AnsweredAssumed Answered

createReplica not returning both parent and child records from hosted feature service

Question asked by shooper@nps.gov_nps on Oct 31, 2019
Latest reply on Nov 5, 2019 by shooper@nps.gov_nps

I'm attempting to use createReplica from the ArcGIS Rest API to download a copy of a hosted feature service, but the results never include records from both a parent layer and its children -- it's either one or the other. The feature service was created automatically when I created a Survey123 survey, and the survey includes a repeat group, hence the parent-child relationship. I'm making calls to the API via the Python script shown below. 

 

 

If I don't include the layerQuery parameter, all records in the parent layer and attachments are returned in the result and the child layer exists, but it's completely empty. If I do include the layerQuery parameter with "includeRelated": true and "queryOption": "none", all records in the child layer are returned, but the parent layer is empty. I've tried several different iterations of other parameters, but none of them yield records from both layers. Those iterations include 

 

      
  • "queryOption": "all" - only the parent layer records are returned
  •   
  • "dataFormat" of "sqlite", "json", and "filegdb" - behavior is the same (i.e., depends on layerQuery params) 
  •   
  • "where" and "useFilter" with a query that should evaluate to return everything - only parent layer records are returned

 

Also of note, if I download the data manually from the Data tab/page of the survey, all of the records are there. I assume this means there's nothing wrong with the feature service itself and there aren't any settings of the feature service I've left unchecked.

 

 

UPDATE: If I use query instead of createReplica with layerDefs that should definitely return all records from both layers (i.e., {'0': "CreationDate > TIMESTAMP '1970-1-1 00:00:00'", '1': "CreationDate > TIMESTAMP '1970-1-1 00:00:00'"}), all the features of the parent layer are returned and the child layer is empty. So the problem is not with createReplica. Is there something wrong with the way Survey123 automatically creates relationships such that the REST API ignores related layers/tables?

 

 

I've searched for quite a while, and I can't find anything mentioning a similar problem. Usually when that happens it means I'm doing something wrong. The Python script is below. Any help or suggestions would be appreciated.

import os, sys
import requests
import time
import json
import pandas as pd
from sqlalchemy import create_engine
from datetime import datetime


RESULT_TIMEOUT = 900 # seconds in 15 minutes
CHECK_STATUS_INTERVAL = 5


def check_http_error(attempted_action, response):
    try:
        response.raise_for_status()
    except Exception as e:
        raise requests.HTTPError('failed to {action} because {error}'.format(action=attempted_action, error=e))

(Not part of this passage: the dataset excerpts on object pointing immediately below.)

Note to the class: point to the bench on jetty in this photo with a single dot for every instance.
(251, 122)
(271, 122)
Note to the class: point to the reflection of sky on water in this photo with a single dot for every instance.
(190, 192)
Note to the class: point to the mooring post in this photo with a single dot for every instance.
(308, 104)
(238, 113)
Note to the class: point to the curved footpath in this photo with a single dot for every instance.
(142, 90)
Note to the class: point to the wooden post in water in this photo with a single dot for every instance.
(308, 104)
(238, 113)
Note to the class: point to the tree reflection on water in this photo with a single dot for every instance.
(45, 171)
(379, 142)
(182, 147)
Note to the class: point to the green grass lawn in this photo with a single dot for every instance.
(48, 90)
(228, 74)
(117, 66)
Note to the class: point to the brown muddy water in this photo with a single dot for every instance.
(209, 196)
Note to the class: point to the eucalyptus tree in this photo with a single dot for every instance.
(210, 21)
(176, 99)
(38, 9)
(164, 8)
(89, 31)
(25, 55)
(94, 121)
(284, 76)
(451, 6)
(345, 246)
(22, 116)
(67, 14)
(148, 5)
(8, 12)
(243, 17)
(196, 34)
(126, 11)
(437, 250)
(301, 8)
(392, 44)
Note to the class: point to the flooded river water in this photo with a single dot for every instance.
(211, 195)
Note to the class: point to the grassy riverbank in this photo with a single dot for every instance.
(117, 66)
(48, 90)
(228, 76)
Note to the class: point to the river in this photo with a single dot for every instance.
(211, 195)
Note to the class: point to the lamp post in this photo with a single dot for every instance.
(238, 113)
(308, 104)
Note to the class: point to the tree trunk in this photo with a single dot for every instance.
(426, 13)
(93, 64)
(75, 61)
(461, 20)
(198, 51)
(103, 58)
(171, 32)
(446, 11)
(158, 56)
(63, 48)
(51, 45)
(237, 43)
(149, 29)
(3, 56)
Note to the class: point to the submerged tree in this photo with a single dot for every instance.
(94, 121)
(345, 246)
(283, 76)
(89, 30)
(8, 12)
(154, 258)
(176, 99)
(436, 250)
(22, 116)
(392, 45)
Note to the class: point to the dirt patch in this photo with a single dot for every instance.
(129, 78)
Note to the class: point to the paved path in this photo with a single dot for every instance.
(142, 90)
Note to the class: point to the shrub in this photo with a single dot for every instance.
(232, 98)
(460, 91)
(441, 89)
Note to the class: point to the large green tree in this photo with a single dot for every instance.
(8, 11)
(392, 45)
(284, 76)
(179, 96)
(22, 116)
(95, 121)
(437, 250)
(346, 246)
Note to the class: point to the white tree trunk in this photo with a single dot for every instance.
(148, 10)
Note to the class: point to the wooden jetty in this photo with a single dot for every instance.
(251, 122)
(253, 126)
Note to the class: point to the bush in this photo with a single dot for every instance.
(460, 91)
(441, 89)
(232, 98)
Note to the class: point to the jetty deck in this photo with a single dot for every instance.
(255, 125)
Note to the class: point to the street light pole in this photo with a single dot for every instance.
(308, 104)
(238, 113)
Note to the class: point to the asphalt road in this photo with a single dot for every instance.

    # status codes are often valid even if there was an error, so check the response json
    response_json = response.json()
    if 'error' in response_json:
        raise requests.HTTPError('failed to {action} because {error}'.format(action=attempted_action, error=response_json['error']['details']))


def download_data(portal_url, service_url, client_id, client_secret, ssl_cert, out_dir, last_poll_time=None):

    # Get token for REST API
    token_params = {'client_id': client_id, 'client_secret': client_secret, 'grant_type': 'client_credentials'}
    token_response = requests.get(portal_url + '/sharing/rest/oauth2/token/', params=token_params, verify=ssl_cert)
    check_http_error('get token', token_response)
    token = token_response.json()['access_token']

    # Get feature service info
    info_response = requests.get(service_url, params={'f': 'json', 'token': token}, verify=ssl_cert)
    check_http_error('get service info', info_response)
    service_info = info_response.json()

    # Submit POST request to get data
    # Make sure that the layerQueries parameter is given with 'includeRelated' = true. Otherwise, related records will
    # not be included
    layers = [layer_info['id'] for layer_info in service_info['layers']]
    layer_queries = {}
    for layer_id in layers:
        str_id = str(layer_id)
        layer_queries[str_id] = {
            'includeRelated': True,
            'queryOption': 'none'
        }
        if last_poll_time:
            layer_queries[str_id]['queryOption'] = 'useFilter'
            layer_queries[str_id]['where'] = "CreationDate > TIMESTAMP '%s'" % last_poll_time

    create_replica_params = {
        'f': 'json',
        'token': token,
        'layers': layers,
        'geometry': '-180,-90,180,90',
        'geometryType': 'esriGeometryEnvelope',
        'inSR': 4326,
        'dataFormat': 'sqlite',
        'returnAttachments': True,
        'returnAttachmentsDatabyURL': False,
        'async': True,
        'syncModel': 'none',
        'layerQueries': json.dumps(layer_queries)
    }
    replica_response = requests.post('%s/createReplica' % service_url, params=create_replica_params, verify=ssl_cert)
    check_http_error('create replica', replica_response)
    status_url = replica_response.json()['statusUrl']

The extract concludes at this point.